Men who watch more than three hours of television a day are not only at greater risk of being overweight, they’re also more likely to have lower sperm counts, new research shows.
The study, published online in the British Journal of Sports Medicine, found that healthy young men who watch TV for more than 20 hours a week have almost half the sperm count of men who watch very little TV.
But the research, conducted by Harvard School of Public Health investigators, also found men who engage in at least 15 hours of moderate to vigorous exercise every week have sperm counts that much higher than those who exercise little.
Harvard researchers said the message to men is clear: “Higher moderate-to-vigorous activity and less TV watching [are] significantly associated with higher total sperm count and sperm concentration,” they concluded.
Researchers said semen quality has deteriorated in recent decades for reasons that aren’t entirely clear. To determine if increasingly sedentary lifestyles are a contributing factor, the Harvard team studied 189 young men — between the ages of 18 to 22 in 2009-10 — from Rochester, N.Y.
The men were asked about their weekly exercise habits and how much time they spent watching television, DVDs, or videos. Investigators also tracked other factors that might affect sperm quality, including medical or reproductive health problems, diet, stress levels, and smoking.
More than half the men were not overweight and only one-quarter were smokers.
The results showed the amount of moderate to vigorous physical activity the men engaged in every week ranged from five to 14 hours, and weekly TV time varied from four to 20 hours. More physically active men tended to have a healthier diet than those who watched a lot of TV.
Men who were the most physically active — engaging in exercise for 15 or more hours a week — had a 73 percent higher sperm count than the least physically active men. The results also showed that light physical exercise made no difference to the sperm count, no matter how frequent it was.
At the same time, the Harvard researchers found TV viewing had the opposite effect: Those who watched the most — 20 or more hours a week — had a sperm count that was 44 percent lower than those who watched the least.

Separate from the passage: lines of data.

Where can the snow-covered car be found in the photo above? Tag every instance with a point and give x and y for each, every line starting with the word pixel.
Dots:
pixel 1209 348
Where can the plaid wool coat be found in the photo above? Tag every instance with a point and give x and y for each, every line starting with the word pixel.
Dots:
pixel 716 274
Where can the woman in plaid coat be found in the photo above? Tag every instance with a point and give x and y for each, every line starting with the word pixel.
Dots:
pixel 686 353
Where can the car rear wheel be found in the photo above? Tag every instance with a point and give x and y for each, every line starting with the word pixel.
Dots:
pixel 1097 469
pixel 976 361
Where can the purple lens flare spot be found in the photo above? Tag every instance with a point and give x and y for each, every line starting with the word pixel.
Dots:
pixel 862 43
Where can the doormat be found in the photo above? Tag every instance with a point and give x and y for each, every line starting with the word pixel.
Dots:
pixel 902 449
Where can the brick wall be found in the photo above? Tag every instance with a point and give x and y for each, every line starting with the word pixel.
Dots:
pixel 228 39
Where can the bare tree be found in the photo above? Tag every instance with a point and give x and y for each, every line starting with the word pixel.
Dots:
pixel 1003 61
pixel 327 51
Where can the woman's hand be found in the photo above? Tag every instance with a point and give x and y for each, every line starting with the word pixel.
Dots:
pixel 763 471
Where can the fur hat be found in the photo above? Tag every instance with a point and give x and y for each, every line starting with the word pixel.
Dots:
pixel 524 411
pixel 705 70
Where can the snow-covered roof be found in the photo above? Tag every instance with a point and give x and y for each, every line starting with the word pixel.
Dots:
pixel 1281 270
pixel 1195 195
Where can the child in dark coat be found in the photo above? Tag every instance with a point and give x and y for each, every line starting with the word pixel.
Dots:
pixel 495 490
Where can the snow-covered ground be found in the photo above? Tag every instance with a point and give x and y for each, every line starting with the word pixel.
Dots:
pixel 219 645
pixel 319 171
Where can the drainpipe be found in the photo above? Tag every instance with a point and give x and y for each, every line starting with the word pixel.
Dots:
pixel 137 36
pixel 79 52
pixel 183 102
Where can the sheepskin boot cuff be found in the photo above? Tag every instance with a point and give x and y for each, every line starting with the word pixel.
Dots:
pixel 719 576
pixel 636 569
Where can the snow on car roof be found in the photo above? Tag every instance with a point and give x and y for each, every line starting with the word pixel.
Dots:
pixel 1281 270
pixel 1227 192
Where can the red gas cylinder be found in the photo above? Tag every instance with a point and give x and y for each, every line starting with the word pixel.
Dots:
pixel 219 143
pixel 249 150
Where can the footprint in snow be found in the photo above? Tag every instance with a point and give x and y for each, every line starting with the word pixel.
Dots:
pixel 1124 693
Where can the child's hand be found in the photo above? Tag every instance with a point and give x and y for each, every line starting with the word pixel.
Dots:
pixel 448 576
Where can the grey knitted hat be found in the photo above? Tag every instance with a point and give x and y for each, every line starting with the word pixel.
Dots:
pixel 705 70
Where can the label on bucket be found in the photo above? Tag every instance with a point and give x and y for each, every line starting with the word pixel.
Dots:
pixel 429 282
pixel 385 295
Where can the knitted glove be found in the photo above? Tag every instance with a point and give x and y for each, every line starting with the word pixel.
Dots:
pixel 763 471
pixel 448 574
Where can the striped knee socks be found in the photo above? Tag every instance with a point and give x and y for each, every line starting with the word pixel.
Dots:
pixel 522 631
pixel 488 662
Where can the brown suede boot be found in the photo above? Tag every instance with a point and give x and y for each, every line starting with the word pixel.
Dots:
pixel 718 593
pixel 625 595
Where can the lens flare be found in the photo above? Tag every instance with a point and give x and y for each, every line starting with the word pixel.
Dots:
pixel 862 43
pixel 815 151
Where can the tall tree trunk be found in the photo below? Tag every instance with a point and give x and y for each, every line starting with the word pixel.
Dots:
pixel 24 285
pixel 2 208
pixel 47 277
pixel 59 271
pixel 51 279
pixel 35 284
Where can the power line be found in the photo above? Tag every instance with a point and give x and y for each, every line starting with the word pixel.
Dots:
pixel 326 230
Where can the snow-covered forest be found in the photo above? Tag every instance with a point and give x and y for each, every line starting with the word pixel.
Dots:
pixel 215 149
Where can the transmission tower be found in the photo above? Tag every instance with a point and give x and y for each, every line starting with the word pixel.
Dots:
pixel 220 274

But unlike smoking or weight, the amount of TV viewing seemed to counteract the beneficial effects of exercise, although the researchers suggested this may be “a chance finding.”
Reduced sperm count does not necessarily mean lower fertility, only that a more physically active lifestyle may improve semen quality.
“Future studies should also evaluate the extent to which different exercise types affect semen quality as previous studies suggest that there might be opposing effects of different types of activity on semen characteristics,” the investigators concluded.